Serena was poised to win. Her record against Roberta Vinci was spotless. The Italian had never won a set, not even reached a tiebreaker, against the American. And after Serena routinely won the first set in their semifinal yesterday, 6-2, you’d think it was another one of those walk-in-the-Flushing-Meadows-park type of days for the younger sister of Venus.
But Vinci won the second set. No problem for SW. In two of her previous three matches at the U.S. Open, Serena had lost a set; but she’d always win the third. And, against Vinci, she led the third set 2-0 and was up 40-30 to take a commanding 3-0 lead. But Vinci, who stands only 5-foot-4 and was the world No.1 ranked doubles player early this season, wasn’t about to book a Sunday flight to her hometown of Palermo, Italy. Instead, she booked a trip to the finals.
And so, on an unforgettable “9/11” in New York, sadness once again fell on the Americans at the Arthur Ashe Stadium. Serena is 33 years old. She won’t get this chance again. Very, very, very few individuals get to be so close — winning the first three majors and the first five matches only to lose in the second-to-the-very-last match.
What happened? I did not get to watch the game. It was dawn, Philippine time, and, based on my readings, it was all about one word: pressure. Surprisingly, the 21-time major champion denies it. “No, I told you guys I don’t feel pressure,” said Williams. “I never felt pressure. I don’t know.

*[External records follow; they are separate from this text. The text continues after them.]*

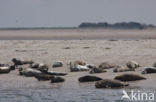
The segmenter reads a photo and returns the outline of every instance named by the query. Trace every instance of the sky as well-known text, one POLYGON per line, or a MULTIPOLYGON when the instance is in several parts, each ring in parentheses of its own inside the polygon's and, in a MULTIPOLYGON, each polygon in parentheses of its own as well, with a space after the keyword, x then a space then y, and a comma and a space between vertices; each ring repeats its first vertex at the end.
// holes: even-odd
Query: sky
POLYGON ((0 0, 0 28, 123 21, 156 25, 156 0, 0 0))

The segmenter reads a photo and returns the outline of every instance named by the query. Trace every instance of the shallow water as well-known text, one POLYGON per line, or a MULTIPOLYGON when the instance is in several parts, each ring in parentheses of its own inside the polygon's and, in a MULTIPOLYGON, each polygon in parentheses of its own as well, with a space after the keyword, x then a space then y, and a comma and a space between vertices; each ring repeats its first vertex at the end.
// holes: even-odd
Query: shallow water
POLYGON ((1 90, 0 102, 120 102, 121 90, 20 89, 1 90))
MULTIPOLYGON (((121 100, 122 90, 126 90, 129 94, 132 89, 95 89, 88 87, 80 89, 3 89, 0 90, 0 102, 133 102, 127 99, 121 100)), ((135 89, 135 92, 137 90, 139 89, 135 89)), ((140 91, 147 92, 145 89, 140 91)), ((149 91, 152 92, 153 90, 149 91)))

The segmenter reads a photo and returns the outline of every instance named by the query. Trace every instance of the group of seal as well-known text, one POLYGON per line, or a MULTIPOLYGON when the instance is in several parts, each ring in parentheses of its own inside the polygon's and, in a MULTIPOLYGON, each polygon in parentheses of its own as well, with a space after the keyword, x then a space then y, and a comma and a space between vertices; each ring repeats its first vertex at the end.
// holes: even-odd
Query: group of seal
POLYGON ((110 62, 102 62, 98 67, 93 64, 86 64, 83 61, 74 61, 69 63, 71 72, 89 71, 90 74, 107 72, 107 70, 112 68, 113 72, 135 71, 135 69, 139 67, 140 65, 135 61, 127 62, 126 67, 110 62))
MULTIPOLYGON (((87 64, 85 64, 83 66, 86 66, 86 65, 87 64)), ((90 70, 90 74, 93 74, 93 73, 107 72, 106 70, 111 69, 111 68, 113 68, 113 72, 135 71, 139 67, 142 67, 142 66, 135 61, 127 62, 126 67, 111 64, 109 62, 103 62, 98 67, 94 66, 94 67, 91 67, 88 69, 90 70)), ((79 70, 79 71, 81 71, 81 70, 79 70)), ((153 67, 145 67, 144 70, 142 71, 142 74, 149 74, 149 73, 156 73, 156 63, 153 65, 153 67)), ((127 73, 127 74, 118 75, 118 76, 114 77, 113 80, 112 79, 102 79, 100 77, 90 76, 90 75, 86 75, 86 76, 80 77, 78 79, 79 82, 97 81, 95 83, 96 88, 125 87, 125 86, 129 86, 129 84, 127 84, 125 82, 138 81, 138 80, 146 80, 146 78, 141 75, 138 75, 138 74, 127 73)))
MULTIPOLYGON (((34 61, 25 61, 17 58, 13 58, 13 65, 0 64, 0 74, 9 73, 12 70, 19 69, 19 75, 25 77, 34 77, 38 81, 48 81, 51 83, 64 82, 65 79, 60 76, 65 76, 67 73, 49 71, 49 66, 43 63, 35 63, 34 61)), ((52 65, 53 68, 63 67, 63 63, 58 61, 52 65)), ((102 62, 98 67, 93 64, 86 64, 83 61, 74 61, 69 63, 69 69, 71 72, 89 71, 90 74, 107 72, 109 69, 113 69, 113 72, 126 72, 135 71, 135 69, 141 67, 135 61, 129 61, 126 63, 126 67, 112 64, 109 62, 102 62)), ((142 74, 156 73, 156 63, 153 67, 145 67, 142 74)), ((127 81, 145 80, 146 78, 137 74, 121 74, 114 79, 103 79, 97 76, 82 76, 78 79, 79 82, 92 82, 96 81, 96 88, 118 88, 126 87, 129 84, 127 81)))
POLYGON ((102 79, 96 76, 83 76, 80 77, 78 80, 79 82, 93 82, 95 83, 96 88, 120 88, 129 86, 129 84, 125 83, 127 81, 137 81, 137 80, 145 80, 143 76, 137 74, 122 74, 119 76, 114 77, 114 79, 102 79))
MULTIPOLYGON (((12 59, 13 65, 0 64, 0 74, 7 74, 12 70, 18 69, 19 75, 25 77, 34 77, 38 81, 51 80, 51 83, 64 82, 65 79, 60 76, 65 76, 67 73, 48 71, 49 67, 43 63, 35 63, 34 61, 26 61, 18 58, 12 59)), ((55 67, 59 66, 59 63, 55 63, 55 67)), ((54 66, 54 65, 53 65, 54 66)))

I never felt that pressure to win here. I said that from the beginning.”
Not true. Chris Evert, a six-time U.S. Open champ, said, “I saw a frozen Serena Williams. I saw a paralysed Serena Williams. She succumbed to the nerves. She is human.” On ESPN, Evert added: “It was apparent to all of us who have watched her for 20 years that she was nervous today.”
This moment was such a disappointment for Serena because the draw aligned for her expected victory. Against Vinci, she sported a 4-0 record; against the finalist at the opposite end, Flavia Pennetta, seeded a lowly 26, Serena has faced her seven times and won all seven.
“This is monumental. It’s a shocker,” Tracy Austin said. “This is one of the biggest upsets in the history of tennis, because of what was on the line.”
I agree. We’ve witnessed Rafa lose before or Roger get beaten by a 116th-ranked Sergiy Stakhovsky in Wimbledon. But nothing like this. Serena had won 26 straight GS matches this year and was two supposedly-easy wins away from the record — only to get upset.
And it’s not like Serena played too badly. Based on numbers, she recorded a high 50 winners (versus only 19 from Vinci). This, however, was negated by her mistakes: 40 unforced errors. Serena also recorded 16 aces, against only one from Vinci. And, in total points won, she scored 93 — higher than the 85 of her opponent.
But, in tennis, it’s not “total points won” that matters most, unlike basketball or football. It’s a game that says, whoever-wins-the-very-last-point-wins.
“The toll of this journey she was on was too much for her today,” said Sky Sports TV host Leif Shiras. “She was trying to dig deep and the way to generate energy for her is to get that passion out. But I think that can tire her; there is an element of fatigue that plays into this story. She was at a breaking point; she was boiling. And Vinci was drawing that out of her. It was amazing drama.”